Neil Atkinson’s post-match review for The Anfield Wrap after Liverpool 2 Everton 1 in the 2025-2026 Premier League at Anfield…
WHAT A SIDE. What a week. What a 45 minutes of torture.
David Moyes’s Tricky Blues showed and showed in the second-half but couldn’t create their second meaningful chance.
That didn’t mean you didn’t imagine it, you couldn’t see it, you didn’t with all your dread find yourself able to taste 2-2.
This is in part due to Liverpool’s recent record. Also just playing The Blues. The brain imagines the worst and the worst is always their joy in our ground.
Now, having breathed in and out, having contemplated the world and the moment, having looked at the league table, we are able to praise a Liverpool side who have shown unbelievable determination and fitness to find their way into three wins in the first difficult week of the season.
And looking back at the game, the great Evertonian chance never comes because Liverpool stand firm. Indeed, the best chances in the second-half are all Liverpool’s and had The Reds countered a little better 3-1 was likelier than 2-2.
There are heroes everywhere you look across this game of two halves. First-half, the fluency, smart running and cool finishing of Ryan Gravenberch is the game’s driving force. It’s a consummate midfield performance, the sort that stories of the legendary Graeme Souness tumble down the years.
Pre-match there was an impeccably honourable period of applause for Bobby Graham and Joey Jones by both sets of supporters and it occurred to me, not for the first time, that like every other moment we have that commemorates death, this is for the living.
To an extent it is to tell today’s players that we won’t forget. That we will honour. And let’s make a pact, you and I, right now – in thirty years tell someone about Ryan Gravenberch today. Tell them how he had had 48 hours recovery and surged and scored against The Blues. Tell them how he fought for his life and ours second-half. They tell of his touch and his courage. Let’s all meet up in the year 2000. Won’t it be strange when we are grey and old.
Dominik Szoboszlai offers all the above but without the goal. He was impeccable throughout. He is the most ‘Champion’. It feels lifting the trophy has lifted him most of all. He is the essence of a midfielder in 2025 and he should sleep tonight. I’d love him to still be asleep when we kick off against Southampton. He’s magnificent.
At left-back Milos Kerkez announces himself for the second successive league game. I’m glad it feels like he has hit his straps and worth remembering it is hard for players who play deeper. They don’t get to be Hugo Ekitike who plays football like he is using it to warm up for a big night out. He’s full of exuberance. He backs himself and we back him too. I love how this crowd loves him. There are shiny things everywhere, transfer records, living legends, Dominik Fucking Szoboszlai, but Ekitike preens himself as the shiniest and we love a lad who backs himself.

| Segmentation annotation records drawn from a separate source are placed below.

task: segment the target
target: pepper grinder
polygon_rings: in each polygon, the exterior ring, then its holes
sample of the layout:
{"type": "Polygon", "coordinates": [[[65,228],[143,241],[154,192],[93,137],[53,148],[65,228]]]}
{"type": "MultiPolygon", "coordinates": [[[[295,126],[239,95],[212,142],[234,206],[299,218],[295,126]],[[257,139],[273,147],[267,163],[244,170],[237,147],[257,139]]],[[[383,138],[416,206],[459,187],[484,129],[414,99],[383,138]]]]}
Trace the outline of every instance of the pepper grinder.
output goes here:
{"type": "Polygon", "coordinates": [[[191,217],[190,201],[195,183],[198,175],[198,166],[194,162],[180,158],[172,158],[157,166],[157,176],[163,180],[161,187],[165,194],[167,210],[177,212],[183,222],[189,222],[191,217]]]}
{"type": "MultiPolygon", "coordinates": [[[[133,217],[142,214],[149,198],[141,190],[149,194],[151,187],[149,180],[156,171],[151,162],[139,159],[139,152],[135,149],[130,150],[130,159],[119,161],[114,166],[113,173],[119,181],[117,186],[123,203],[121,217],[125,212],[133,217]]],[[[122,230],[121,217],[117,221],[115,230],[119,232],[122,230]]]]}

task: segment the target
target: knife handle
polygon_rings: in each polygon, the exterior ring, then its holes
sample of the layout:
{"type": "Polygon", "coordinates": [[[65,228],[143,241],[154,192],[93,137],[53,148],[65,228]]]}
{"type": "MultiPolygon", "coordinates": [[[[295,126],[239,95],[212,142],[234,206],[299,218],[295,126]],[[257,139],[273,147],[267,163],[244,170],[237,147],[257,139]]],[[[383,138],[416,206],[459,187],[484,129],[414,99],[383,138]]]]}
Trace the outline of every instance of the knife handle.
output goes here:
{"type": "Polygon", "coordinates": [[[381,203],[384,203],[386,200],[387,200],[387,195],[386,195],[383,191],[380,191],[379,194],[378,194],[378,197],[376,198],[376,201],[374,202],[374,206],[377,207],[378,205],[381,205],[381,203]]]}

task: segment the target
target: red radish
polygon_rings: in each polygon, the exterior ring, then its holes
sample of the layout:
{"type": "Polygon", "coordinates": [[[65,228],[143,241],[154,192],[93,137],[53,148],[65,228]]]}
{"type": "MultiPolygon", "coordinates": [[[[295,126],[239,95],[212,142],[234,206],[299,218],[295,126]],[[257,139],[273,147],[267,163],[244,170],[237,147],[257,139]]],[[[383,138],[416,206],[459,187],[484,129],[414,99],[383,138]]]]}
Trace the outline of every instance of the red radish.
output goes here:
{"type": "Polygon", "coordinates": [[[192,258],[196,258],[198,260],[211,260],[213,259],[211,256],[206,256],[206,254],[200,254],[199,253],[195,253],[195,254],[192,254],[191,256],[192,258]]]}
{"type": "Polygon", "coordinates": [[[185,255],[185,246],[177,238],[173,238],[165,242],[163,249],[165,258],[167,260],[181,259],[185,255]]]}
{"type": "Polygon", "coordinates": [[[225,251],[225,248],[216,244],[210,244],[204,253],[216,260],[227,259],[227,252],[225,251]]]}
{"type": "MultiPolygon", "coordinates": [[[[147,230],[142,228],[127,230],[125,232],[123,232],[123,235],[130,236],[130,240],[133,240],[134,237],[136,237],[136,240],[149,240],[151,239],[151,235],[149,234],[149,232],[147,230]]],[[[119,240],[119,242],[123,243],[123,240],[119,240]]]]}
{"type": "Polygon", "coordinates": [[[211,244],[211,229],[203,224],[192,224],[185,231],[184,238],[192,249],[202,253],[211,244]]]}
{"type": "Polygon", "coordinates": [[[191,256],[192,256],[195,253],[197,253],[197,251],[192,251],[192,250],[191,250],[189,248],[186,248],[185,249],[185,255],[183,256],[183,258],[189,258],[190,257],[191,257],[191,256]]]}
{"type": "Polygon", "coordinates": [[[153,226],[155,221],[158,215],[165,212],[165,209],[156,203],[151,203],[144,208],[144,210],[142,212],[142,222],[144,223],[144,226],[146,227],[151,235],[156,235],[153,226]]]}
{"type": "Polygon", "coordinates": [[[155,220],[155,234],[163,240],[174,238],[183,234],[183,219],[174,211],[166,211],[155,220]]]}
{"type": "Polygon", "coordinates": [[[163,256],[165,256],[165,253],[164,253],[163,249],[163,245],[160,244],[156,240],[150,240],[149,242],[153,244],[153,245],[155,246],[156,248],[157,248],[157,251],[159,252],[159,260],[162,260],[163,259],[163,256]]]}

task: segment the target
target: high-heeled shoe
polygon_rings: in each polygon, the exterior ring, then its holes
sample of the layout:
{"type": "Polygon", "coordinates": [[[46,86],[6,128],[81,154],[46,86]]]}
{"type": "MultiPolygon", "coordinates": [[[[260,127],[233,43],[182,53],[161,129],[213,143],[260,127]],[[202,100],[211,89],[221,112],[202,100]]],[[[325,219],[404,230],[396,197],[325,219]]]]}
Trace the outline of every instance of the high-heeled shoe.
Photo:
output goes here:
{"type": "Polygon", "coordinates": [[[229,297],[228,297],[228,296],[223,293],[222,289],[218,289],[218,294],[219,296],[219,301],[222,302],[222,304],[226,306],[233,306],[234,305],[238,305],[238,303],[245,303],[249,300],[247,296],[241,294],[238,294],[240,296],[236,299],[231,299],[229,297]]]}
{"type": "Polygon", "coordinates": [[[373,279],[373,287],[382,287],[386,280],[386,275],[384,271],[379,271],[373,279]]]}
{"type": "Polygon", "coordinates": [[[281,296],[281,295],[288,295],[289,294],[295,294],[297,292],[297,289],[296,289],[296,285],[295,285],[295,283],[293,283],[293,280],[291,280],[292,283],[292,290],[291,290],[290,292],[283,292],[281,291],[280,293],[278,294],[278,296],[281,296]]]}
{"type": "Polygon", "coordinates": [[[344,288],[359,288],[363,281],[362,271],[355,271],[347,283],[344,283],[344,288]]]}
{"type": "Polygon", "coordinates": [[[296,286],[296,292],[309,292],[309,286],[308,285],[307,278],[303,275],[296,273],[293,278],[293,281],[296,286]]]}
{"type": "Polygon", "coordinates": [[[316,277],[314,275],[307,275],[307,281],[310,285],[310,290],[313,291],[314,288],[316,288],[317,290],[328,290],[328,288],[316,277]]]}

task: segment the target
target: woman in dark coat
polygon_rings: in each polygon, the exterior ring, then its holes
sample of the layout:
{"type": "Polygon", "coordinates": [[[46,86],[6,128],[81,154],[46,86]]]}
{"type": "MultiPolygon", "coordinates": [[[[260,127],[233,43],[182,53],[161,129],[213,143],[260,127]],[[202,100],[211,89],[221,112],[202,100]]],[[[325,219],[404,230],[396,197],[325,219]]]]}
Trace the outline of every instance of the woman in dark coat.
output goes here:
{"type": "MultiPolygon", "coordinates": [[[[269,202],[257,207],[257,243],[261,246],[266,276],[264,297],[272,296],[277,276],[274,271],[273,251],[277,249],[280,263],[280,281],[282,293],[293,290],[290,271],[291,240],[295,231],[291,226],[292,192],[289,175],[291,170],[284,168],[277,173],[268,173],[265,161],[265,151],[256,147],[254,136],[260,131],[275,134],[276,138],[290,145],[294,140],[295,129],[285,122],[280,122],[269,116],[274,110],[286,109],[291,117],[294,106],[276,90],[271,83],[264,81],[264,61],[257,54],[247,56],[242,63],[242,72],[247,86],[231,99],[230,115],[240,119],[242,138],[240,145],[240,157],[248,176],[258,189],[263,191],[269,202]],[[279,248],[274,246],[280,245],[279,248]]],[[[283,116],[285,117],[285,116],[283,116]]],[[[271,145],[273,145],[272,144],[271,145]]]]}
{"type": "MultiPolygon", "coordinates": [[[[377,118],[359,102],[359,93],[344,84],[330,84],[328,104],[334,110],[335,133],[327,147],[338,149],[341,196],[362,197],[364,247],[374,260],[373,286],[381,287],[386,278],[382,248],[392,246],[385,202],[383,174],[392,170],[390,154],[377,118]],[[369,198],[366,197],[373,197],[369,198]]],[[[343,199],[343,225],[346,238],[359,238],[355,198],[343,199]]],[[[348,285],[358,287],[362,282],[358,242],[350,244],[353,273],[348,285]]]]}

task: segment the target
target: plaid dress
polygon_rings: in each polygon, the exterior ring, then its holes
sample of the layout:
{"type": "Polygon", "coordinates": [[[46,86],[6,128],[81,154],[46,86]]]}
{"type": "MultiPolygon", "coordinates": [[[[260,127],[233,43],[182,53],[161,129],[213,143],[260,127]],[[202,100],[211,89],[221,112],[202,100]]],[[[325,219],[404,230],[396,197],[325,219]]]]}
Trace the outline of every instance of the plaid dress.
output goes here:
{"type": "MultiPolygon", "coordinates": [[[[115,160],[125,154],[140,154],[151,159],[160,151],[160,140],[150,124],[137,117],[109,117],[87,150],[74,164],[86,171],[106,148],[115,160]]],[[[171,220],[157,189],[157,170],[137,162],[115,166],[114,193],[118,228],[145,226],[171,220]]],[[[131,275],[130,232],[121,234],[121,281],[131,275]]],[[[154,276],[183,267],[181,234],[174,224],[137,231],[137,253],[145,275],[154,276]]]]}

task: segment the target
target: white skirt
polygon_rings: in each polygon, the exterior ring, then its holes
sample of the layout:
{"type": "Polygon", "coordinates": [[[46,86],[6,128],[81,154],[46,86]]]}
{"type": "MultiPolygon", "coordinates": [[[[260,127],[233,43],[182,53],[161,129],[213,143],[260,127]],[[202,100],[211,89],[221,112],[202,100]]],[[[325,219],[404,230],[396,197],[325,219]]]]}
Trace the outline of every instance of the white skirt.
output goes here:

Mo Salah spends the first-half being brilliant and the second digging in. He won’t stop in his pursuit of the points. He’s a nightmare to play against because he has it all, and it all includes that will to win. He is with the collective in a way which belies modern greatness. Argentina created a platform for Messi but Salah will carry the whole platform on his back if that’s what it takes.
The centre-halves are excellent when worked and move the ball well when not. The captain owns and runs the gaff. Konate enjoys the scrap.
Liverpool embrace it being hard because they have those two and that goalkeeper. They embrace the football match getting horrible. They’ve had their week and they know that Virgil van Dijk is constant, that Ibou Konate is first.
And they know how good The Blues are. The first-half is a Liverpool manager anticipating the game perfectly and knowing where the holes are. The second is a small gamble, influenced by the Evertonian intensity.
I would like the Derby to always have a week either side. Maybe two. Maybe days of press conferences leading up and open training. In my mind it ought to be that way because this is the game I most want to win, home and away. But we don’t have that luxury.
What we have instead is warriors, is control of the scoreboard, on top of territory. 3,000 Evertonians stay to show their appreciation of valiant efforts and good on them all round. No side, no snide. This is a decent Everton side for whom 8th is of far more interest than 18th.
But we’re blessed, genuinely blessed, that they see the crescent but we get the whole of the moon in this moment. Liverpool have fifteen points, are the reigning Champions and are improving game by game.
Today the city gets to be ours, metaphorically and literally. The idea of going in after they took points off us would have been heartbreaking. The weekend gets to be ours too. Massive game tomorrow for the challengers to the Champions.
These are the days of our lives, however precarious a second-half it felt. These are the days we will look back on with love and affection.
Be there, two o’clock by the fountain down the road.